I think the Met showed me and what it echoed for me from the Art of Ponyo was that deliberate choice and labor over every aspect of the canvas was what gave these pieces value and what made them art. Perhaps that is the answer as to what makes art art and AI-driven or computer-assisted generations lesser than art to some. Art exists as canvases spun from a cultural fabric; their images yield captions, text that describe stories, movements, and histories. Their images are not mere images, which is as far as the best of computer programs have gotten. We may now be able to go programmatically from text to image, but we can't do what visual art has always done, which is to use images as a medium: a channel for story and thought. A large part of this is because we haven't opened up enough places within these algorithms to let us make choices as simple as a choice of color. That would be a first step toward creating a story of choices behind each generation, a step towards making them truer forms of art.
I created a system embedded with artificial intelligence that produced animal shapes which I endearingly refer to as my gummy bears and chicken nuggets project.
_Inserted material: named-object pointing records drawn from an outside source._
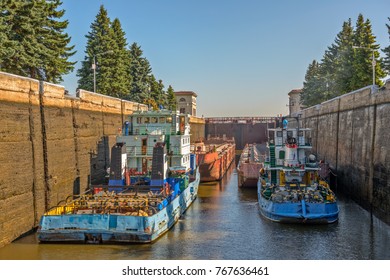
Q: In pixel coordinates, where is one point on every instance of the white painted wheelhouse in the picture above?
(144, 129)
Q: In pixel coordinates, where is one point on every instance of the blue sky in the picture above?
(241, 57)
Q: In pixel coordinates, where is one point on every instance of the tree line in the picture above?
(347, 64)
(33, 43)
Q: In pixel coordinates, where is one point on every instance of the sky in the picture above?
(241, 57)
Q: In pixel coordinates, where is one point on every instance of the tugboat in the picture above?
(291, 186)
(153, 179)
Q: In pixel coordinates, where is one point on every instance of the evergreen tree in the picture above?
(386, 51)
(5, 49)
(37, 45)
(171, 99)
(313, 91)
(157, 93)
(121, 79)
(140, 71)
(99, 54)
(365, 48)
(343, 64)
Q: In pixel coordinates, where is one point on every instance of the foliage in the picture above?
(386, 51)
(140, 72)
(32, 41)
(171, 99)
(345, 66)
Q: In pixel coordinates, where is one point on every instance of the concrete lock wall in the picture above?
(51, 146)
(352, 133)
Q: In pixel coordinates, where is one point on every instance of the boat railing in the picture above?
(134, 151)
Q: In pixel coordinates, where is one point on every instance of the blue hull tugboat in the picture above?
(292, 186)
(153, 179)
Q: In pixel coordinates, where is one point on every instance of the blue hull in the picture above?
(300, 212)
(111, 228)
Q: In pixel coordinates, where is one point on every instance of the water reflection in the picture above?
(224, 223)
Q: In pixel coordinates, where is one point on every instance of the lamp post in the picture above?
(373, 61)
(94, 67)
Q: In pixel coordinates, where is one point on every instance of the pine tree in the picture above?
(171, 99)
(157, 93)
(5, 43)
(140, 71)
(99, 54)
(37, 45)
(313, 91)
(344, 63)
(365, 48)
(120, 79)
(386, 51)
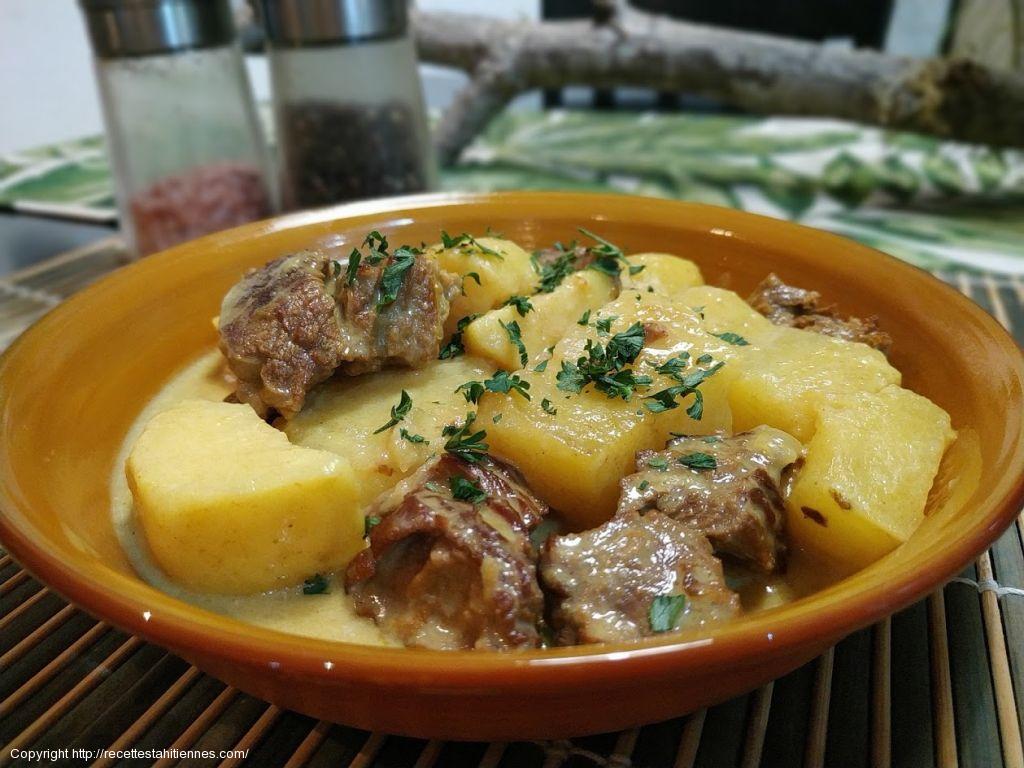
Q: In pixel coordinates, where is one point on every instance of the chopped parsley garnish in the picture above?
(609, 257)
(665, 612)
(505, 382)
(521, 304)
(466, 491)
(515, 336)
(697, 460)
(454, 348)
(604, 367)
(468, 446)
(732, 338)
(554, 272)
(603, 326)
(398, 412)
(471, 390)
(394, 273)
(666, 399)
(417, 438)
(353, 266)
(657, 462)
(314, 585)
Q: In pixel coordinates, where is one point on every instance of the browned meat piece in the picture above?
(605, 581)
(788, 305)
(726, 487)
(291, 325)
(453, 572)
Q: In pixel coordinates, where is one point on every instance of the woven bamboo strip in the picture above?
(36, 636)
(622, 753)
(882, 694)
(309, 744)
(428, 758)
(13, 582)
(252, 736)
(150, 717)
(369, 751)
(1006, 708)
(690, 740)
(23, 607)
(38, 680)
(817, 729)
(942, 688)
(755, 741)
(200, 725)
(57, 710)
(493, 756)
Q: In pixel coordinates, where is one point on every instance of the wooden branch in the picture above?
(954, 98)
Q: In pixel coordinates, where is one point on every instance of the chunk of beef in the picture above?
(294, 323)
(448, 572)
(604, 582)
(726, 487)
(798, 307)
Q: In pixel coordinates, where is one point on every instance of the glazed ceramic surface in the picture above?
(73, 384)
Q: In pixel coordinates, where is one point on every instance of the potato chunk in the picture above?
(574, 458)
(663, 272)
(342, 415)
(228, 505)
(787, 376)
(867, 474)
(503, 267)
(553, 314)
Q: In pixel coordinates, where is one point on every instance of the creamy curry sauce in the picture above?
(330, 615)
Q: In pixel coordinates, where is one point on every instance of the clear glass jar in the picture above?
(184, 141)
(348, 104)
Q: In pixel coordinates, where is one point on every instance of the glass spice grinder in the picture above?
(348, 104)
(184, 142)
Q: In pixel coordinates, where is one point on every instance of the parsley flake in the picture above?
(466, 491)
(697, 460)
(521, 304)
(665, 612)
(515, 336)
(398, 412)
(314, 585)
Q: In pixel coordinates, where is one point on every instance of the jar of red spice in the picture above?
(184, 141)
(348, 103)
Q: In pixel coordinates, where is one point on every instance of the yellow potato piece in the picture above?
(663, 272)
(576, 458)
(553, 314)
(787, 376)
(228, 505)
(342, 415)
(501, 275)
(867, 474)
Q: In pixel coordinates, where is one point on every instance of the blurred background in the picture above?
(65, 169)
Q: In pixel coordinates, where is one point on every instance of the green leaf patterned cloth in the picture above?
(937, 204)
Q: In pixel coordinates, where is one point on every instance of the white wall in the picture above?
(46, 87)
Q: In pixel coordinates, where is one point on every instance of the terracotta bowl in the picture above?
(72, 385)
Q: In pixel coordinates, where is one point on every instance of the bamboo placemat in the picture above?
(933, 685)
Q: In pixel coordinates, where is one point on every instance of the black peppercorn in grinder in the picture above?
(348, 103)
(185, 146)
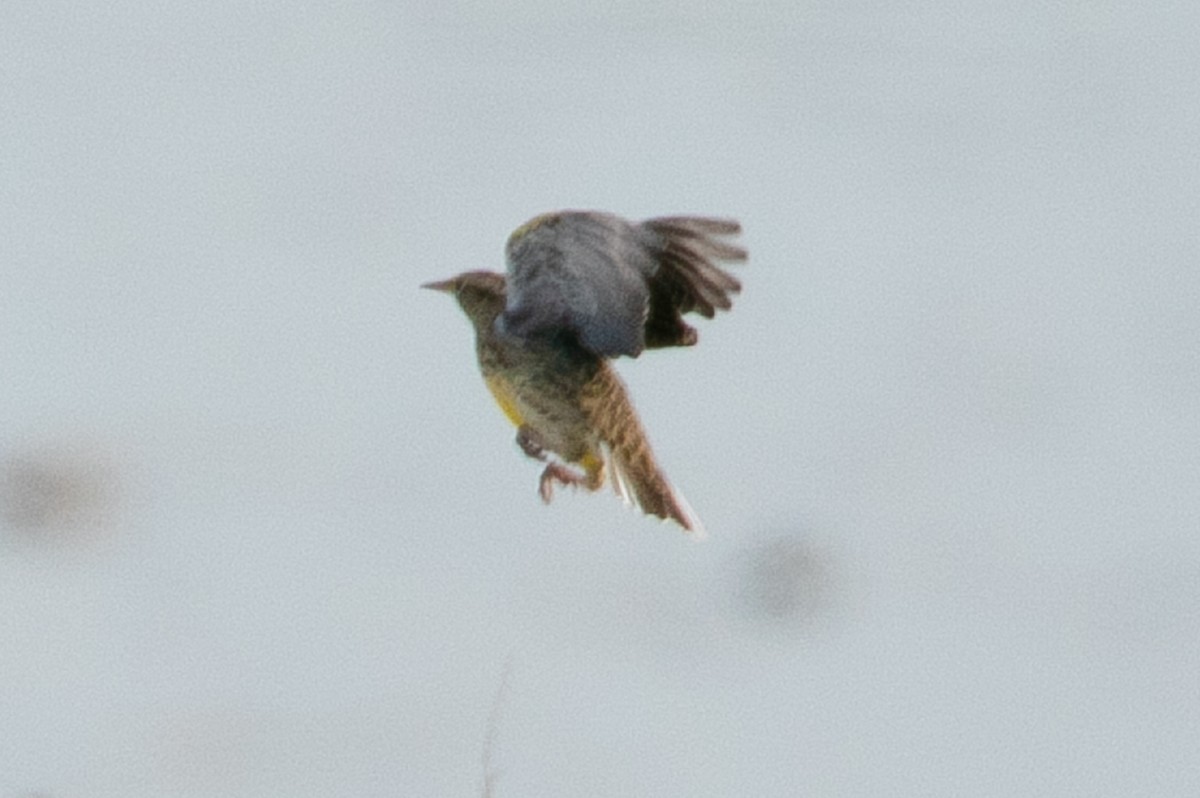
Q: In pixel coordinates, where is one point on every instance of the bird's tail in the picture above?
(635, 474)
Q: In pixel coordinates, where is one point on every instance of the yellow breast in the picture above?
(507, 399)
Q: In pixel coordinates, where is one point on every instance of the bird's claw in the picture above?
(556, 473)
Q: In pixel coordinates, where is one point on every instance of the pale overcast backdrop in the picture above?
(263, 532)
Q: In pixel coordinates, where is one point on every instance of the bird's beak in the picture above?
(444, 286)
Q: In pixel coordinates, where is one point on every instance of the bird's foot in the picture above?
(557, 473)
(531, 442)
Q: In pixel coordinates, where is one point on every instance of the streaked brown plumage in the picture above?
(583, 287)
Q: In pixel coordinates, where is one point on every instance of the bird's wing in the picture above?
(618, 286)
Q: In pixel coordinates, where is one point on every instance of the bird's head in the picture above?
(480, 294)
In fact, AI-generated motion and animation had even been one of my interests since my undergrad at UC Berkeley. I remember spending many afternoons at cafes, trying to figure out how to make a 3D mannequin learn a dance from a Youtube video. Also, right before I began grad school, I spent my free time making dancing AI avatars for my dance teacher aunt, laughing with her at the imperfect, contorted results. These data marionettes danced with the same jitter and macabre disrespect of physics as what the lead programmer demoed to Ghibli.